This is my Master's thesis work done back in 2010, published in 2012, and finally made more public in 2014 through GitHub. This is a simulation model representing the interaction between survivors of domestic violence and social services. Details are available in Drigo-Sergeyeva, Marina, Charles Ehlschlaeger, and Elizabeth L. Sweet (2012). Intimate Partner Violence and Support Systems, in Ecologist‐ Developed Spatially‐Explicit Dynamic Landscape Models, edited by James Westervelt and Gordon Cohen. Springer: New York.

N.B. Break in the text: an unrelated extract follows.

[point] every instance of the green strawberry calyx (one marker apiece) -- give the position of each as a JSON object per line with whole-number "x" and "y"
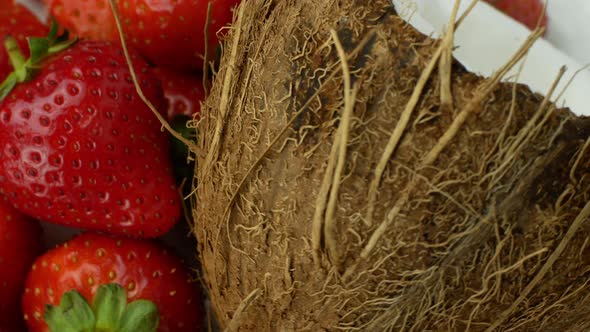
{"x": 109, "y": 312}
{"x": 40, "y": 48}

The model is written in NetLogo, an agent-based programming language (http://ccl.northwestern.edu/netlogo/). In order to run the model, you must download and install NetLogo environment (https://ccl.northwestern.edu/netlogo/download.shtml) Then click on and open Chicago-IPV.nlogo. The interface should look similar to the image below. First click 'setup' in order to populate the model with all necessary data. For each simulation, modify parameters using sliding bars as needed, then click 'go'. Since the model is based on probabilitites, it is necessary to run at least several simulations for each combination of parameters in order to perform any further analyses. Otherwise, the results from just one simulation are not statistically representative.
The model must use the accompanied data. It comes in two forms: geographic (GIS) data are located in 'gis_data' directory (containing Chicago boundary files and others); and data on households, population and location of social services are located in 'data' directory.